1. A low-carbon martensitic chromium-containing steel comprising: 0.02% to 0.10% by mass of carbon and 0.02% to 0.10% by mass of nitrogen, the total content of carbon and nitrogen being 0.08% to 0.16% by mass;0.5% by mass or less of silicon;0.1% by mass or less of aluminum;0.3% to 3.0% by mass of manganese;10.5% to 13.5% by mass of chromium;0.05% to 0.60% by mass of niobium and 0.15% to 0.80% by mass of vanadium, the total content of niobium and vanadium being 0.25% to 0.95% by mass;0.02% to 2.0% by mass of nickel; andless than 0.5% by mass of copper;the balance comprising iron and incidental impurities; the steel having an Fp value of 80.0 to 96.0, a hardness after quenching of HRC 31 to 40, and a hardness after tempering at 700° C. for one hour of HRC 31 or more, the Fp value represented by equation (1): Fp value=−230C+5Si−5Mn−6Cu+10Cr−12Ni+32Nb+22V+12Mo+8W+10Ta+40Al−220N   (1)

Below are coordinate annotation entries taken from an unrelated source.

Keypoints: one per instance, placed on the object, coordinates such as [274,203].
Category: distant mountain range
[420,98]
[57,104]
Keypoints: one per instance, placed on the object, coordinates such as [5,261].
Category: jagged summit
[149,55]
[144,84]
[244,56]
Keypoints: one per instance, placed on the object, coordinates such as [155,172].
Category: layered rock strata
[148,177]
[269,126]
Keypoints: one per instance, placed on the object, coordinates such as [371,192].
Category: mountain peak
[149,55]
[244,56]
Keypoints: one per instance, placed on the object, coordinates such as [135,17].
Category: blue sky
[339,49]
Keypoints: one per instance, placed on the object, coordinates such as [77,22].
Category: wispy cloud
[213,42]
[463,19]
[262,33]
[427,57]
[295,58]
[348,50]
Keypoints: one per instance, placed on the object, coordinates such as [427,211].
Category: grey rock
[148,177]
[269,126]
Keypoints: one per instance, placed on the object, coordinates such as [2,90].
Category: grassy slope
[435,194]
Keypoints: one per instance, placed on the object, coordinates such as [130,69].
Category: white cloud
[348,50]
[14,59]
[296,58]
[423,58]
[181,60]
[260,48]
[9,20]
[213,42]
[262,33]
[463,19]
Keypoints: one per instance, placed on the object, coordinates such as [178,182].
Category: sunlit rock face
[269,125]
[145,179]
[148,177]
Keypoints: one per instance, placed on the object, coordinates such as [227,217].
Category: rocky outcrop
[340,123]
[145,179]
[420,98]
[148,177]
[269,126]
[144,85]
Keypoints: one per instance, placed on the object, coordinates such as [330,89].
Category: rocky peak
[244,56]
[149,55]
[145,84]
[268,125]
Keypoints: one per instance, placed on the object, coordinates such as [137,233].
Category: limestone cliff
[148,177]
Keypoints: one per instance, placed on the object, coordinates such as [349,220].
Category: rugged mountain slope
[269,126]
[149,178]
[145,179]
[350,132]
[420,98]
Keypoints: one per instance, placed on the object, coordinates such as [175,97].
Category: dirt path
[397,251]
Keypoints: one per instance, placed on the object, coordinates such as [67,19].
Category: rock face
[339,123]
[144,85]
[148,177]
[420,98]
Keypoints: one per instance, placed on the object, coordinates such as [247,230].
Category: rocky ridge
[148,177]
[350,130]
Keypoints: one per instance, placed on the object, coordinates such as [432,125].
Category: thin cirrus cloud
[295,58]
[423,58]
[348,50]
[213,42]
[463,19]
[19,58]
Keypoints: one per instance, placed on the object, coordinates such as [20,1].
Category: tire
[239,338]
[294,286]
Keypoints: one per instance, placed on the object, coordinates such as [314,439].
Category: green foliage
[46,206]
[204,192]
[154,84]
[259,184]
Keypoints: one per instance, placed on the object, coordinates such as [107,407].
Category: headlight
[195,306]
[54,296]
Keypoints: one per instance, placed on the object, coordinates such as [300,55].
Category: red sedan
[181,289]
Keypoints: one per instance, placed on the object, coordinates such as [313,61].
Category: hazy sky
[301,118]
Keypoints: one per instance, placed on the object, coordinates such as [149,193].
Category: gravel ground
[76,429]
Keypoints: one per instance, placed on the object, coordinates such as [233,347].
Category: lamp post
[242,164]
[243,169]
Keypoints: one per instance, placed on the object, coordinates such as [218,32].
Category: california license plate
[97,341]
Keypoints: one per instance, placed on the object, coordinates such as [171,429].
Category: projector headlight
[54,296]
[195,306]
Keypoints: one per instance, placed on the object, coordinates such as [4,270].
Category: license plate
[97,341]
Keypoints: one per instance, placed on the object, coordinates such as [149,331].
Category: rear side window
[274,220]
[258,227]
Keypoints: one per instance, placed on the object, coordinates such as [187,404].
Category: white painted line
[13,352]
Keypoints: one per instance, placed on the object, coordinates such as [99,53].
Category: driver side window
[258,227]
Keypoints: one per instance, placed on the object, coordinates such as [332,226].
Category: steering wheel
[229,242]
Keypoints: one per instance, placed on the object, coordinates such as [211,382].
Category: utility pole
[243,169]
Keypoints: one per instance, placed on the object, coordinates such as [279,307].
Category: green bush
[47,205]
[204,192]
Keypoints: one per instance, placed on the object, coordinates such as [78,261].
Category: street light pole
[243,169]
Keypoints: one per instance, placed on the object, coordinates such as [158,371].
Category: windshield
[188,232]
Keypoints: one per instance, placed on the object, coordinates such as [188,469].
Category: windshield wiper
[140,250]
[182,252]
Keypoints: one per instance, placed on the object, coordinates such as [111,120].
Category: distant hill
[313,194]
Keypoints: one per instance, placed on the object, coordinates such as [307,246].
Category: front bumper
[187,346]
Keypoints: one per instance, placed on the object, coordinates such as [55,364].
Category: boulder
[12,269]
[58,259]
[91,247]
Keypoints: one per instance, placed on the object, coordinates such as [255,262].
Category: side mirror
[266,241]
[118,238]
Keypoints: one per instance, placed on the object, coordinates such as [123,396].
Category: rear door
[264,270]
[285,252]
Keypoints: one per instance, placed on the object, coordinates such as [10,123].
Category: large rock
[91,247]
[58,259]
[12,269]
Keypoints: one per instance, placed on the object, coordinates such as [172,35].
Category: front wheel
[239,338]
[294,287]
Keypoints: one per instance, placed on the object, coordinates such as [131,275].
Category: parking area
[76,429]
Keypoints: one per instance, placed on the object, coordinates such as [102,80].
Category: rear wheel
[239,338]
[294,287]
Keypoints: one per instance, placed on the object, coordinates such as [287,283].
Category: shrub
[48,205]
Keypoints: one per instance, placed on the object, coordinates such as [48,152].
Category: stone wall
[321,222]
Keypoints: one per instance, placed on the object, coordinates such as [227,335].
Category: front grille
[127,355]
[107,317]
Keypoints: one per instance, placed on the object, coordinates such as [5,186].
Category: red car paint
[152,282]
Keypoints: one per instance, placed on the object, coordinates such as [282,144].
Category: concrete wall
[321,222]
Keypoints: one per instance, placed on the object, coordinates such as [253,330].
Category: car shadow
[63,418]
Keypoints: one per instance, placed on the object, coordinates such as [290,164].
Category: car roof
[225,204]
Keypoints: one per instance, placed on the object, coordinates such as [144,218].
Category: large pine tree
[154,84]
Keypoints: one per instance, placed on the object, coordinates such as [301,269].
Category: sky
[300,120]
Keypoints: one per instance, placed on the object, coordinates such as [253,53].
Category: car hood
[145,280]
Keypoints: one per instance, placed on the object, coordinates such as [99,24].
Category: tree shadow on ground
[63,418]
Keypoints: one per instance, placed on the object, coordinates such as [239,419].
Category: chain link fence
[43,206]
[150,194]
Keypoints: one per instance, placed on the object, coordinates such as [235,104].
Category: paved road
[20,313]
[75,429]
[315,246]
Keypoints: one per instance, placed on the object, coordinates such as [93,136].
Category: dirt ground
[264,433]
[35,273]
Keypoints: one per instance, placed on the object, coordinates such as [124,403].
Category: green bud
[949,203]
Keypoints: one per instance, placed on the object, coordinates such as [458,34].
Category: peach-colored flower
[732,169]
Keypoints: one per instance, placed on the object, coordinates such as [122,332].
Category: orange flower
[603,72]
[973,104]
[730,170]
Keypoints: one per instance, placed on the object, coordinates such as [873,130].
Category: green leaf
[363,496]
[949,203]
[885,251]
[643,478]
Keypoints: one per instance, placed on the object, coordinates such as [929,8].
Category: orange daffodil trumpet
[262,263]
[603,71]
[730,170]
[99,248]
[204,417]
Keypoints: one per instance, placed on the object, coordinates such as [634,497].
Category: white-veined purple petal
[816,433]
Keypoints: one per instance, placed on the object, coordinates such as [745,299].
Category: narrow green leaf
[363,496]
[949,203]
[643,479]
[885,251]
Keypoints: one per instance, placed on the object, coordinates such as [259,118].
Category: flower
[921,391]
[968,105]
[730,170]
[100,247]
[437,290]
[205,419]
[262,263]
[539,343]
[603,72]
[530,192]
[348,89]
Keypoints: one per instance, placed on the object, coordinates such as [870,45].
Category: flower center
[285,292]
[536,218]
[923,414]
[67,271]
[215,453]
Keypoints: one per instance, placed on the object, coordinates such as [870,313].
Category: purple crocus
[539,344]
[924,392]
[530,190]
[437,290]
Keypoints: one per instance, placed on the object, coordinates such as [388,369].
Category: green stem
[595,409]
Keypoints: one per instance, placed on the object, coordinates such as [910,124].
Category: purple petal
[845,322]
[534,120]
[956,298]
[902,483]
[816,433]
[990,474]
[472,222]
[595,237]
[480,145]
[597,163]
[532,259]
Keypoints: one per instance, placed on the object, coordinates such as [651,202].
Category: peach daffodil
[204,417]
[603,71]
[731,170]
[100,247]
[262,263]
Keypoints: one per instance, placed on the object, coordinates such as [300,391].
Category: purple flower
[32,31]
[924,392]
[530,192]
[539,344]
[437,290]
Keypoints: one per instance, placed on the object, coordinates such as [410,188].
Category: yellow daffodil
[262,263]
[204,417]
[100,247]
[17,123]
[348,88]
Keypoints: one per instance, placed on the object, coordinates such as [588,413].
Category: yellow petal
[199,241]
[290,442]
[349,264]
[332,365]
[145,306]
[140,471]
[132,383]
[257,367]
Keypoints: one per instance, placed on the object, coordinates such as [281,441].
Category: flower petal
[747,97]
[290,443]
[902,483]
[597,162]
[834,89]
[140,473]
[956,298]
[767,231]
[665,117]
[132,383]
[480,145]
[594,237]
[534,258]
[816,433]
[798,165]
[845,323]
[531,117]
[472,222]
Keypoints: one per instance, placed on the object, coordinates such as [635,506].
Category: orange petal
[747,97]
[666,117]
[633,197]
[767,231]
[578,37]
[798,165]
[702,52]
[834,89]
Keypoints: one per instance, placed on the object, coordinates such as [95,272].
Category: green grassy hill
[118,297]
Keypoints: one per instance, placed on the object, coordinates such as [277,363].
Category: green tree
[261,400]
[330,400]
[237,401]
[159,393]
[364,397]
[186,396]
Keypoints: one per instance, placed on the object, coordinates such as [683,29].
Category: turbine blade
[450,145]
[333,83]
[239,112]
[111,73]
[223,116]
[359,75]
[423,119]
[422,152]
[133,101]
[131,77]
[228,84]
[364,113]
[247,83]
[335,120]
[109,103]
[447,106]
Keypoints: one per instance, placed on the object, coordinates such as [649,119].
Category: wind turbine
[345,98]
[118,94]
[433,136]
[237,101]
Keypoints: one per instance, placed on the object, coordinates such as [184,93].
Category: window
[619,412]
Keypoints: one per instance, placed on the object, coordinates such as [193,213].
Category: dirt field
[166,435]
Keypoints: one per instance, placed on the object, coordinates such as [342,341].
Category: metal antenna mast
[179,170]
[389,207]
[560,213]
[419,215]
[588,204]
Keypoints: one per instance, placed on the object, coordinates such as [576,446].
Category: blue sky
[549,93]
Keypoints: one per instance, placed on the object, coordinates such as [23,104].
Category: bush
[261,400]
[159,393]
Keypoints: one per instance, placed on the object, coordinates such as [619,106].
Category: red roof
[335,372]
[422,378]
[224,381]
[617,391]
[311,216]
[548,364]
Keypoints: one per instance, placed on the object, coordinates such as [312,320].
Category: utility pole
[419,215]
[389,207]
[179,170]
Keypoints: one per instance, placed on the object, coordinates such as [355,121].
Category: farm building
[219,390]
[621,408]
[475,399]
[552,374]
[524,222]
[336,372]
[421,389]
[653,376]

2. The low-carbon martensitic chromium-containing steel according to claim 1, further comprising one or more elements selected from the group consisting of molybdenum, tungsten, and tantalum in a total amount of 0.1% to 2.0% by mass in addition to the above ingredient composition.

3. The low-carbon martensitic chromium-containing steel according to claim 1, further comprising one or more elements selected from the group consisting of 0.0002% to 0.0030% by mass of calcium, 0.0002% to 0.0030% by mass of magnesium, and 0.0002% to 0.0060% by mass of boron.

4. The low-carbon martensitic chromium-containing steel according to claim 1, wherein the steel has a structure containing 5% by volume or less of delta-ferrite phase after quenching.

5. A brake disc comprising a low-carbon martensitic chromium-containing steel according to claim 1.

6. The low-carbon martensitic chromium-containing steel according to claim 2, further comprising one or more elements selected from the group consisting of 0.0002% to 0.0030% by mass of calcium, 0.0002% to 0.0030% by mass of magnesium, and 0.0002% to 0.0060% by mass of boron.

7. The low-carbon martensitic chromium-containing steel according to claim 2, wherein the steel has a structure containing 5% by volume or less of delta-ferrite phase after quenching.

8. The low-carbon martensitic chromium-containing steel according to claim 3, wherein the steel has a structure containing 5% by volume or less of delta-ferrite phase after quenching.

9. A brake disc comprising a low-carbon martensitic chromium-containing steel according to claim 2.

10. A brake disc comprising a low-carbon martensitic chromium-containing steel according to claim 3.